Massive Investitionen in Chinas Stromnetz
Chinas zwei größte Stromnetzbetreiber haben im ersten Quartal 2026 insgesamt 167,5 Milliarden Yuan (24,5 Mrd. US-Dollar) in den Ausbau des Stromnetzes investiert. Wie der staatliche Sender CCTV berichtete, gab der State Grid allein über 10 Milliarden Yuan für die Anbindung neuer Energieprojekte aus – ein Anstieg von 50 % gegenüber dem Vorjahr.
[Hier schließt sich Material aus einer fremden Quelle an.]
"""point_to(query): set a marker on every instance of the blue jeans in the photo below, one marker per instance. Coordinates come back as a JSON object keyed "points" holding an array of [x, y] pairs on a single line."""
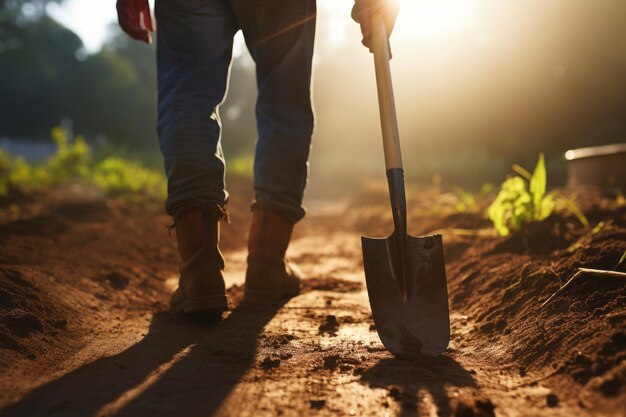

Laut der Shanghai-basierten Zeitung the Paper planen die beiden Staatsunternehmen, im Rahmen des 15. Fünfjahresplans (2026–2030) jährlich insgesamt eine Billion Yuan (146 Mrd. US-Dollar) zu investieren.
Engpässe bei der Integration erneuerbarer Energien
Trotz der hohen Investitionen kämpft Chinas Stromnetz mit der Integration der stark gestiegenen Kapazitäten aus Solar- und Windenergie. Die Nutzungsraten – also der Anteil des tatsächlich ins Netz eingespeisten Stroms – sanken im Januar und Februar 2026 auf 90,8 % (Solar) bzw. 91,5 % (Wind). Wie Bloomberg berichtet, nähern sich diese Werte den von der Regierung erst vor zwei Jahren gelockerten Mindestgrenzen. Experten sehen darin ein klares Zeichen dafür, dass das Netz mit dem schnellen Ausbau der erneuerbaren Energien überlastet ist.
Sechs Provinzen unter besonderer Beobachtung
Die Nationale Energieverwaltung (NEA) hat kürzlich eine verstärkte Überwachung der Stromsektoren in sechs Provinzen angekündigt: Hebei, Jilin, Xinjiang, Fujian, Hunan und Guangdong. Geprüft werden sollen unter anderem die Umsetzung von Energiespar- und CO₂-Reduktionsmaßnahmen, der Bau großer sauberer Energiebasen sowie der Ausbau der Strominfrastruktur und -märkte. Besonders im Fokus stehen dabei Kohlekraftwerke und der Verbrauch neuer Energien.
Geopolitische Spannungen beschleunigen Energiewende
Chinas Klimabeauftragter Liu Zhenmin betonte auf einer Konferenz in Wien, dass der Konflikt im Nahen Osten die Dringlichkeit einer Neuausrichtung der globalen Energieversorgung unterstreicht. In einem Interview mit der Nachrichtenagentur Xinhua warnte er vor einer zu starken Abhängigkeit von einzelnen Energieimportquellen. Gleichzeitig argumentierte der staatliche Sender CCTV, dass ein grüneres Energiesystem eine starke Garantie für die Energiesicherheit darstelle – ohne jedoch den Konflikt direkt zu erwähnen.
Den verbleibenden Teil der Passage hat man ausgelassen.